Maurice Chandler - October 3, 1993


Was there typhus?

Yes, there was typhus. It was prevalent. They would, you know, I told you--I don't know if I mentioned it or not in our last conversation, but they were quarantining whole buildings and streets--closing up and taking the people to some kind of a bath. They took all the, the stuff from the houses--all their clothing and the bedding--and they threw it into some kind of a tank and it came out all spotted and just literally destroyed. But, a lot of typhus--a lot of people were dying. In our house we were not, but I don't know, you know, how. But, of course, later on when we were on the outside, we both got sick--my brother and I. But that's later.

You both got typhus?

Yes, after...afterwards when we got out of the ghetto. But in the ghetto, our family was uh, fortunate, we didn't uh, we didn't catch typhus. But, we were a part of the quarantine also. One day, they took everybody out from the building and we were someplace all day. And then, let go at the end of the day, you know, and they really destroyed--everything was shmates. You know, they, they mixed all the colors up and it just made a hodge-podge of everything.

So, they took your clothes and put them into this vat?

Yes, yes.

You saw several bodies in the streets. It was a daily occurrence.

Yes, yes, and we just got hardened to it. Uh, you didn't pay attention. At first it was, you know, something that everybody looked and stared. And after a while, it just, just uh, didn't concern anybody.

What happened to those bodies, do you know?

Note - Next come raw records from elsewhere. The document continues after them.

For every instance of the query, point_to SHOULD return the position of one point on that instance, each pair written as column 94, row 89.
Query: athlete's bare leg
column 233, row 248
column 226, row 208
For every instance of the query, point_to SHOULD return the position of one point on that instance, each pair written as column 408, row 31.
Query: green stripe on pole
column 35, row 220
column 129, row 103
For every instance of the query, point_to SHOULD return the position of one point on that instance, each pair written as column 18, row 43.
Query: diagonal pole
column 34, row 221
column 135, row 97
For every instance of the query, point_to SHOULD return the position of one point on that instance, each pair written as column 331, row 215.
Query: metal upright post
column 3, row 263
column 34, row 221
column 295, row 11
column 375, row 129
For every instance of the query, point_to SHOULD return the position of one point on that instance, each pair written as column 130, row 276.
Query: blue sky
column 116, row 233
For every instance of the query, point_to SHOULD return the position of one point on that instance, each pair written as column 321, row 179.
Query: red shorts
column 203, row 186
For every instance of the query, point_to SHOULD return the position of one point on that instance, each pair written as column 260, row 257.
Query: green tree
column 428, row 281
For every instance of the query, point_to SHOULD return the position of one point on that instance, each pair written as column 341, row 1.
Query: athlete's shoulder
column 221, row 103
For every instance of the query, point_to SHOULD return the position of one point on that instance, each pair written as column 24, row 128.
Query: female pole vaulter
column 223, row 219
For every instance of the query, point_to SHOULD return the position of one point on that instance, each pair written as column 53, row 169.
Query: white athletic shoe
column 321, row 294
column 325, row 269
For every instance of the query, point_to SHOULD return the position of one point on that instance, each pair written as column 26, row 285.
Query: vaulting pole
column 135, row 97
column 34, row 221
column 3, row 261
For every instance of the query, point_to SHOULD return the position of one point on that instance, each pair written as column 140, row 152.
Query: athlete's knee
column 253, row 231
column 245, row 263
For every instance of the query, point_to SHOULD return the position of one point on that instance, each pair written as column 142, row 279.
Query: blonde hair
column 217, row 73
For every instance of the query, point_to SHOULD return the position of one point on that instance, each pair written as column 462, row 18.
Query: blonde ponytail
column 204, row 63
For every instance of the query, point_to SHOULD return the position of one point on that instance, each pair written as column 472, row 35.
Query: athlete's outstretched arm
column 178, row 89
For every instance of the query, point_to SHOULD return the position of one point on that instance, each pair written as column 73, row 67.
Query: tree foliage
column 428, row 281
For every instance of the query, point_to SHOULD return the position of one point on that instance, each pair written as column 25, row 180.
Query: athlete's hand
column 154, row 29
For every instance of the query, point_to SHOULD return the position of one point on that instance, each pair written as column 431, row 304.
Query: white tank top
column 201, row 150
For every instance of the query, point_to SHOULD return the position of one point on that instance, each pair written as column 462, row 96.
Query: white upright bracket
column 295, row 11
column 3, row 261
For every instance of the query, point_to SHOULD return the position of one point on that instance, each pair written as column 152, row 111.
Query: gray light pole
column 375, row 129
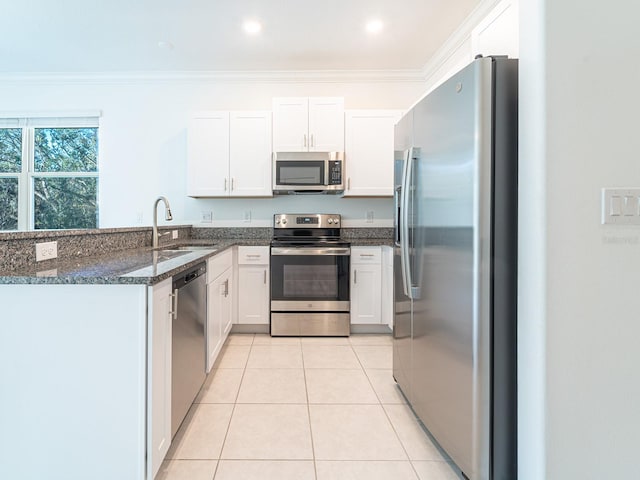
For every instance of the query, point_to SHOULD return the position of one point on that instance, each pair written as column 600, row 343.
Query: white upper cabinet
column 229, row 154
column 208, row 155
column 369, row 152
column 313, row 124
column 250, row 154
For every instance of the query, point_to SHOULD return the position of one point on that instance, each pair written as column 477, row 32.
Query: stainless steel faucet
column 167, row 216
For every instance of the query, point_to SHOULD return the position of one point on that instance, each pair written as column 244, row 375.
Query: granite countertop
column 140, row 266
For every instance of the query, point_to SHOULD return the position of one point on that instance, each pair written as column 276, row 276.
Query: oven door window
column 300, row 173
column 312, row 277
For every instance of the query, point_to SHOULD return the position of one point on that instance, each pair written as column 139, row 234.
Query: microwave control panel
column 335, row 172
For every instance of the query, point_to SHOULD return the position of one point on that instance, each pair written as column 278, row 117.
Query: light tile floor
column 303, row 409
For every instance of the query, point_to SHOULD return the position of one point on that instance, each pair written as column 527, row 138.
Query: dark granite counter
column 130, row 260
column 140, row 266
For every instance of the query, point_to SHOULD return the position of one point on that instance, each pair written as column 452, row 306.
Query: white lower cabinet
column 159, row 376
column 219, row 303
column 253, row 285
column 366, row 285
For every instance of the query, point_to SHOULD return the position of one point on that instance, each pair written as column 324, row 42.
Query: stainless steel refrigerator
column 455, row 265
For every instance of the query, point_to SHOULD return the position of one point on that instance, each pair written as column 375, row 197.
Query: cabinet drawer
column 218, row 264
column 253, row 255
column 366, row 255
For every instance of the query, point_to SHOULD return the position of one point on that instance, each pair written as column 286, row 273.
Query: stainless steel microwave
column 321, row 172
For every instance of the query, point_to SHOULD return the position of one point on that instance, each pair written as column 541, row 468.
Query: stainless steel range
column 309, row 276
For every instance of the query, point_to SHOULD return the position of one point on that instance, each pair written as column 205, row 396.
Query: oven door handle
column 335, row 251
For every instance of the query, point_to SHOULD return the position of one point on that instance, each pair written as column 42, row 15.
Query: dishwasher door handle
column 174, row 304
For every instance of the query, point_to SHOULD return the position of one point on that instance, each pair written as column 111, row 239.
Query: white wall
column 491, row 29
column 579, row 319
column 143, row 133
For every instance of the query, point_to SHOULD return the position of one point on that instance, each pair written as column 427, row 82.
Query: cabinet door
column 208, row 155
column 215, row 314
column 369, row 152
column 366, row 285
column 250, row 154
column 253, row 294
column 365, row 294
column 159, row 377
column 290, row 124
column 228, row 301
column 326, row 124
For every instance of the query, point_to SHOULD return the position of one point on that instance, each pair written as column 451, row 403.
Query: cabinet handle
column 174, row 304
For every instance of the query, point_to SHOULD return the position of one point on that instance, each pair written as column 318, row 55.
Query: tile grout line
column 306, row 391
column 235, row 402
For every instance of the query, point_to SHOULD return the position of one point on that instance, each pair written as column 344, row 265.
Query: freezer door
column 402, row 357
column 451, row 318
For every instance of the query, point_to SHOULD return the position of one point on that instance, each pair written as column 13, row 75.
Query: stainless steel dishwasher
column 188, row 341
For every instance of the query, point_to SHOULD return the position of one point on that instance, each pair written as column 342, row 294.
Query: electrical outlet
column 46, row 251
column 370, row 216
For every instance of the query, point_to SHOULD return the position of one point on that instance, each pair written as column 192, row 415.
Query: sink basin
column 191, row 247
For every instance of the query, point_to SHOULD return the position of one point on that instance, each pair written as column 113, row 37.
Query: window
column 48, row 173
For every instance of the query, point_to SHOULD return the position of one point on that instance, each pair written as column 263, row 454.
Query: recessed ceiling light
column 165, row 44
column 252, row 27
column 374, row 26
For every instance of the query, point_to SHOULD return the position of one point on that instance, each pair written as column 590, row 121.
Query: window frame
column 28, row 175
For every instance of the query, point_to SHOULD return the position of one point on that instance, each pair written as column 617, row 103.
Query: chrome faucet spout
column 167, row 216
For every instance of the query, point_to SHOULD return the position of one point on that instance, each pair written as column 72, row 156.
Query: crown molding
column 457, row 38
column 285, row 76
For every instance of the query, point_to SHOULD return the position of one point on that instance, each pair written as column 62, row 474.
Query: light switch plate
column 46, row 251
column 621, row 206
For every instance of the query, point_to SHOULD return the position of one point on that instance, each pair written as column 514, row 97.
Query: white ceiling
column 41, row 36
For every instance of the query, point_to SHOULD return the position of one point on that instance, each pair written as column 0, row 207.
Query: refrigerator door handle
column 396, row 208
column 404, row 224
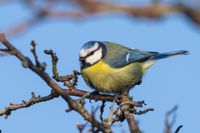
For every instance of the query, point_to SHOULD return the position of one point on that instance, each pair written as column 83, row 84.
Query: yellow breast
column 104, row 78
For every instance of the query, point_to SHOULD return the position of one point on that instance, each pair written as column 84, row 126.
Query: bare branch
column 78, row 107
column 33, row 100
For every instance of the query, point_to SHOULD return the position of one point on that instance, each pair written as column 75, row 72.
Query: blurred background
column 65, row 25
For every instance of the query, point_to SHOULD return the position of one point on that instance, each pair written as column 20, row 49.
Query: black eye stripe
column 92, row 52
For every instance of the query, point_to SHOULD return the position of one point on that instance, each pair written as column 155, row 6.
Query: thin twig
column 33, row 100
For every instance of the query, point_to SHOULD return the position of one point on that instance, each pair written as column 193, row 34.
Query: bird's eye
column 91, row 53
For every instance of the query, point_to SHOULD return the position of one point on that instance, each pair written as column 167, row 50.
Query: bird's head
column 91, row 52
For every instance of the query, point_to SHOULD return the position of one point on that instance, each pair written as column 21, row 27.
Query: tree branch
column 33, row 100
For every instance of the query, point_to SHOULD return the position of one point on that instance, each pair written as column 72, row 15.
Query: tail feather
column 168, row 54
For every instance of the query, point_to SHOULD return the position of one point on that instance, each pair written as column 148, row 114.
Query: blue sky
column 173, row 81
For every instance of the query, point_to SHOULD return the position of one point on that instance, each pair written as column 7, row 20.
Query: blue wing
column 118, row 56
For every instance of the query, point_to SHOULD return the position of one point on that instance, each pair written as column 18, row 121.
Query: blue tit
column 109, row 67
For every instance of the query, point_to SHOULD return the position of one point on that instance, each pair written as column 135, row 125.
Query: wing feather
column 119, row 56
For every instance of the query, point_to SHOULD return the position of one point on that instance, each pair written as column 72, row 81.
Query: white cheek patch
column 84, row 53
column 95, row 57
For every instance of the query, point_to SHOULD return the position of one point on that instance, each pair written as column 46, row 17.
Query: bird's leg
column 92, row 95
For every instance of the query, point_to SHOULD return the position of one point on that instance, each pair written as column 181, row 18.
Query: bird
column 109, row 67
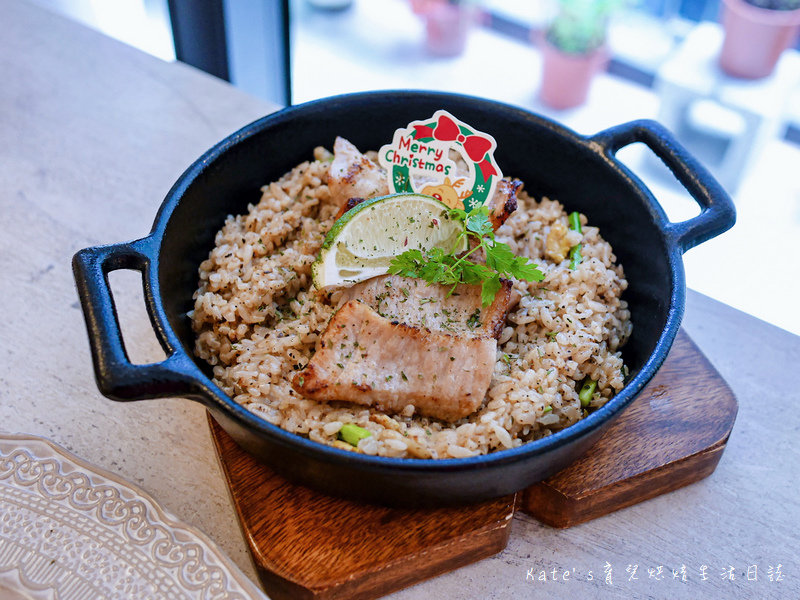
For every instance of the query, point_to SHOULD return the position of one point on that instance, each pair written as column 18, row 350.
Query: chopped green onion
column 575, row 252
column 575, row 257
column 351, row 433
column 588, row 387
column 575, row 221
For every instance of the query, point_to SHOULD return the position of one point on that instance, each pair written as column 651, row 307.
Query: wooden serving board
column 306, row 545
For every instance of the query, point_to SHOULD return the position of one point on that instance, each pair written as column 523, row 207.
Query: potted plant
column 756, row 34
column 574, row 49
column 447, row 24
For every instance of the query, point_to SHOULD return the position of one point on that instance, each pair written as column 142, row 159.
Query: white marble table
column 93, row 134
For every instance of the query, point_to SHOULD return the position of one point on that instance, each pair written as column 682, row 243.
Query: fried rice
column 258, row 317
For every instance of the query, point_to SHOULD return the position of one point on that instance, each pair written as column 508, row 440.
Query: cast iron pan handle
column 118, row 378
column 718, row 213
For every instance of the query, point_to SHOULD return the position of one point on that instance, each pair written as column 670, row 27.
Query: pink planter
column 566, row 78
column 755, row 38
column 447, row 28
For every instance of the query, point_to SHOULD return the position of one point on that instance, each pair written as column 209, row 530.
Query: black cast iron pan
column 582, row 172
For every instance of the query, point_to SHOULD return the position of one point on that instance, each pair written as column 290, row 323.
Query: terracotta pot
column 755, row 38
column 567, row 78
column 447, row 28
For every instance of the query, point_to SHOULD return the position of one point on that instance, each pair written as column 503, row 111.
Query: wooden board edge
column 551, row 507
column 408, row 571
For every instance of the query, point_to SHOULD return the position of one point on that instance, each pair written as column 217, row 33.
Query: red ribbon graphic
column 475, row 145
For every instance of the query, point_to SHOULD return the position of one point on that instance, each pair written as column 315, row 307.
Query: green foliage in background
column 581, row 25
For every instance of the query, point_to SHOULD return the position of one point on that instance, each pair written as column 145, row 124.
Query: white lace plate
column 72, row 531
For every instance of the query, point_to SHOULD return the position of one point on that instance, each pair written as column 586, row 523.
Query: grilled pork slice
column 504, row 201
column 353, row 175
column 416, row 303
column 370, row 360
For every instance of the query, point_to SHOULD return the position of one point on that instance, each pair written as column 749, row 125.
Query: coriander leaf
column 489, row 289
column 478, row 221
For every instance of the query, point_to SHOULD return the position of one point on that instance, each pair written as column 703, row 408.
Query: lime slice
column 363, row 241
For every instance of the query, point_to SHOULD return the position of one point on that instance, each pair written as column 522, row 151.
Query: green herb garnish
column 437, row 266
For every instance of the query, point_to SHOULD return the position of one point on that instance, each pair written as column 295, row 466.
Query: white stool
column 722, row 120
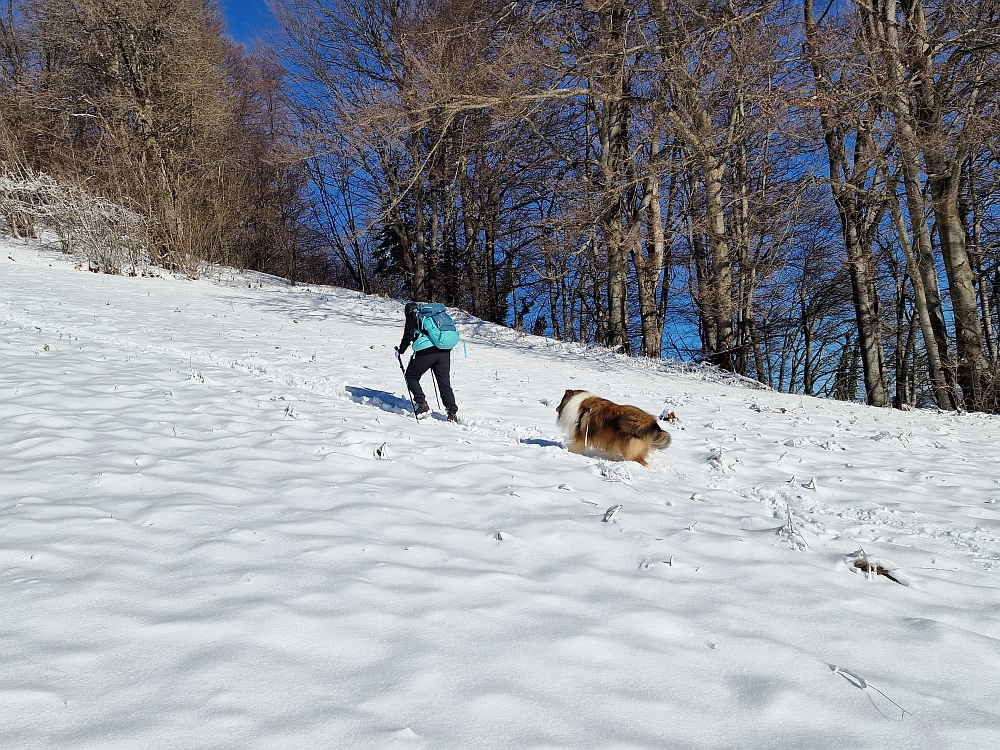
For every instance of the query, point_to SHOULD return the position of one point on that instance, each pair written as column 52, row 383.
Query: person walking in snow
column 426, row 357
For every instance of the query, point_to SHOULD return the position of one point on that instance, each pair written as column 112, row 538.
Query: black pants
column 438, row 360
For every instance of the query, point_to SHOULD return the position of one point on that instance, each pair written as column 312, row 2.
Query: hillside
column 220, row 527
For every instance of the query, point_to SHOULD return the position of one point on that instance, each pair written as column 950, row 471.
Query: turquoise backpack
column 436, row 326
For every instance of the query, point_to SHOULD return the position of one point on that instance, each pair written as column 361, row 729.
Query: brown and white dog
column 625, row 432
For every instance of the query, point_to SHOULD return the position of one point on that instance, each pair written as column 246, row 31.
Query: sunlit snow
column 221, row 527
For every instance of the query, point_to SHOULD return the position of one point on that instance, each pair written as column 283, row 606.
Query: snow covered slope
column 220, row 527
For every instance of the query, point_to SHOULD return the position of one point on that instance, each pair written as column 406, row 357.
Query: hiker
column 426, row 356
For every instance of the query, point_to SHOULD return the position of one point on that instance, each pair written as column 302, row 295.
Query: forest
column 802, row 193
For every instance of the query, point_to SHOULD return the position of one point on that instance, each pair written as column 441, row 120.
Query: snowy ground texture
column 220, row 527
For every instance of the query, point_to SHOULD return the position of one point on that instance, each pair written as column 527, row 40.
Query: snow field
column 201, row 547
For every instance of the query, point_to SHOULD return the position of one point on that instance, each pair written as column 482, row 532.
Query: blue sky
column 246, row 19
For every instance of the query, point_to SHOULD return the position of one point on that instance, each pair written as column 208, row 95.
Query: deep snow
column 200, row 546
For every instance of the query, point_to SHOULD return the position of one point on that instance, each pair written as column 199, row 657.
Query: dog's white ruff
column 569, row 417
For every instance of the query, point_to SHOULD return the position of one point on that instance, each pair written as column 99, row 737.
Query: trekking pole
column 434, row 383
column 402, row 369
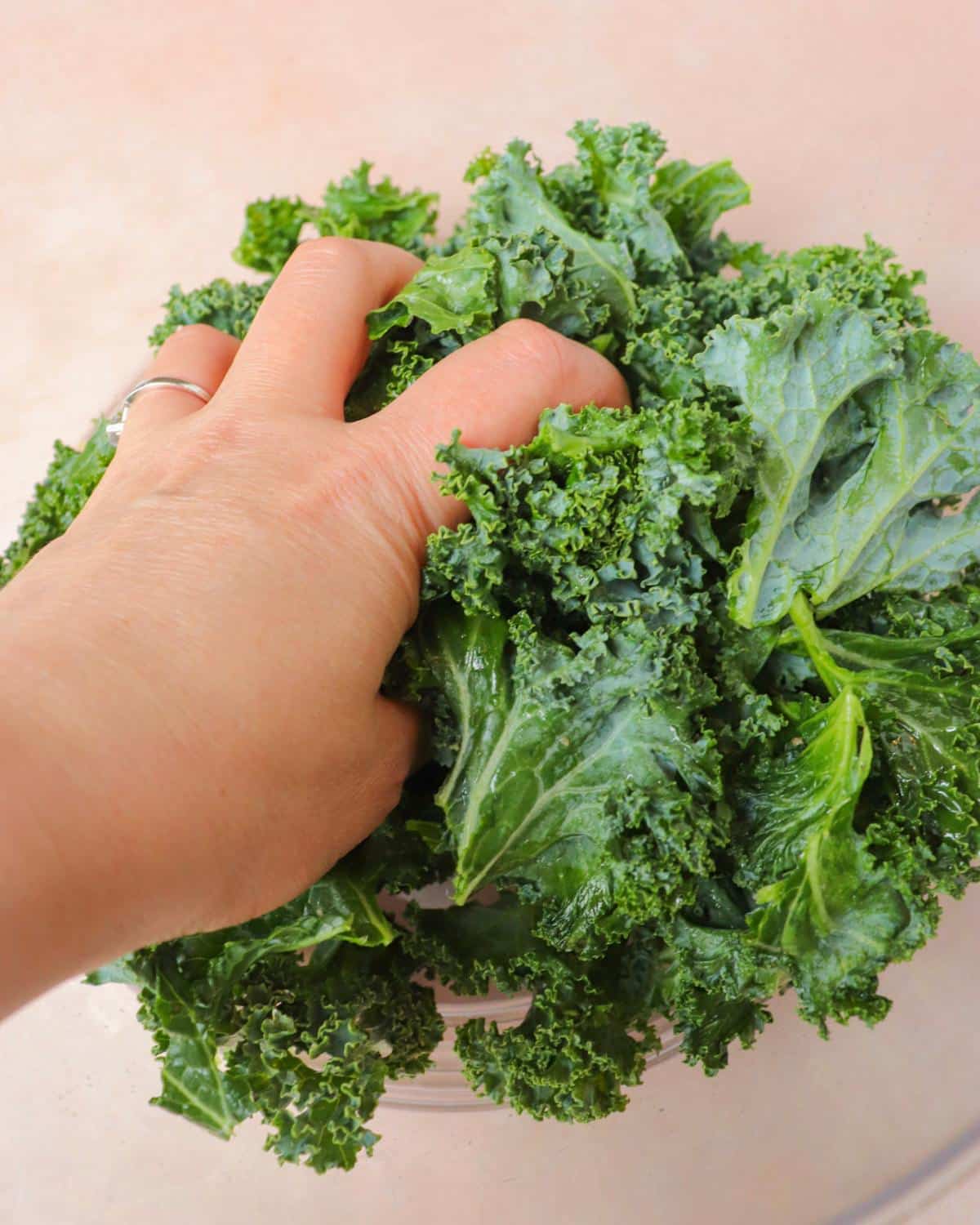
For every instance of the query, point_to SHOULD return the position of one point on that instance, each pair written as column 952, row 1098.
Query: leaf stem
column 815, row 644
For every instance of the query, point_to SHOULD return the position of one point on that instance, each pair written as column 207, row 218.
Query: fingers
column 200, row 354
column 309, row 340
column 492, row 391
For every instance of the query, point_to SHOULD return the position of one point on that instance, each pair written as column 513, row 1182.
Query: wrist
column 76, row 880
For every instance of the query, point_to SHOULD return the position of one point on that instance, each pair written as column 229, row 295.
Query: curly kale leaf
column 583, row 1038
column 580, row 773
column 921, row 698
column 514, row 198
column 865, row 277
column 791, row 374
column 354, row 207
column 271, row 233
column 68, row 485
column 230, row 308
column 693, row 198
column 822, row 897
column 244, row 1026
column 588, row 519
column 381, row 212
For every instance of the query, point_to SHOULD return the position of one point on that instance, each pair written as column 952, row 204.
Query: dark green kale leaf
column 585, row 1036
column 822, row 898
column 580, row 772
column 921, row 698
column 588, row 521
column 243, row 1024
column 791, row 374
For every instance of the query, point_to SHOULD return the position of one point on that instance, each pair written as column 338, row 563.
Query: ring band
column 114, row 426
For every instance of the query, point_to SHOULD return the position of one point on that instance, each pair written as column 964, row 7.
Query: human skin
column 191, row 729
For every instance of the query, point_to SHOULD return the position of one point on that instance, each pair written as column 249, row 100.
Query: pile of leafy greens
column 703, row 674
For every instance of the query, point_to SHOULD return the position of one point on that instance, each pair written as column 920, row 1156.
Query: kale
column 701, row 674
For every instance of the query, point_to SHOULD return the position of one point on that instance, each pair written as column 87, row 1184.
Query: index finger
column 309, row 340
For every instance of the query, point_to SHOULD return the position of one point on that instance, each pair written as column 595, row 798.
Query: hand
column 190, row 720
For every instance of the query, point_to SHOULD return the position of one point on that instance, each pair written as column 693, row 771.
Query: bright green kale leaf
column 271, row 234
column 590, row 517
column 608, row 193
column 585, row 1036
column 693, row 198
column 318, row 1044
column 452, row 293
column 381, row 212
column 68, row 485
column 195, row 1083
column 865, row 277
column 230, row 308
column 791, row 374
column 715, row 984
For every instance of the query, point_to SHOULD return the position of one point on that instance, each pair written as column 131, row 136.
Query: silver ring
column 114, row 428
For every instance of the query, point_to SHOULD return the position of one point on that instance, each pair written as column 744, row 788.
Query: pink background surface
column 132, row 135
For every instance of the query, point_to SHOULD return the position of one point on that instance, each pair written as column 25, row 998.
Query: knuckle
column 321, row 254
column 524, row 340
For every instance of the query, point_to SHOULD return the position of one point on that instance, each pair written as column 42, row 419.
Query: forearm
column 73, row 857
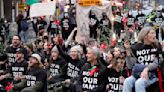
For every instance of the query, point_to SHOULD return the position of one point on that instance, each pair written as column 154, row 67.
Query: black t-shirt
column 113, row 84
column 73, row 66
column 19, row 69
column 11, row 52
column 144, row 53
column 92, row 78
column 56, row 67
column 37, row 74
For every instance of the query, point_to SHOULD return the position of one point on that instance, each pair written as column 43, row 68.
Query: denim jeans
column 139, row 84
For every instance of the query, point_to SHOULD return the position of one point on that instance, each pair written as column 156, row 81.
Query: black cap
column 19, row 50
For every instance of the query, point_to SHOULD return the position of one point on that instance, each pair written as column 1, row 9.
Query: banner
column 30, row 2
column 82, row 18
column 42, row 9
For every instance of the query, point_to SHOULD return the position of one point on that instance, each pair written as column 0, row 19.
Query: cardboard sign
column 118, row 19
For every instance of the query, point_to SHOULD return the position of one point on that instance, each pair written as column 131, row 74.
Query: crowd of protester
column 56, row 62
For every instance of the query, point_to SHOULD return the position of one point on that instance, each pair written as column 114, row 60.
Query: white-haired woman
column 74, row 63
column 145, row 52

Eventually, I used to see, you know, there was a black wagon, you know, in the street. There was Pinkerton--I think Pinkerton used, used to be a--before the war it used to be like Ira Kaufman, in a funeral house--a funeral home in Warsaw. I think the Pinkerton people used to go around and collect the bodies, just take them to the Gesia Cemetery, you know, pile them up. You could see sometimes--you could see people follow. Sometimes nobody followed.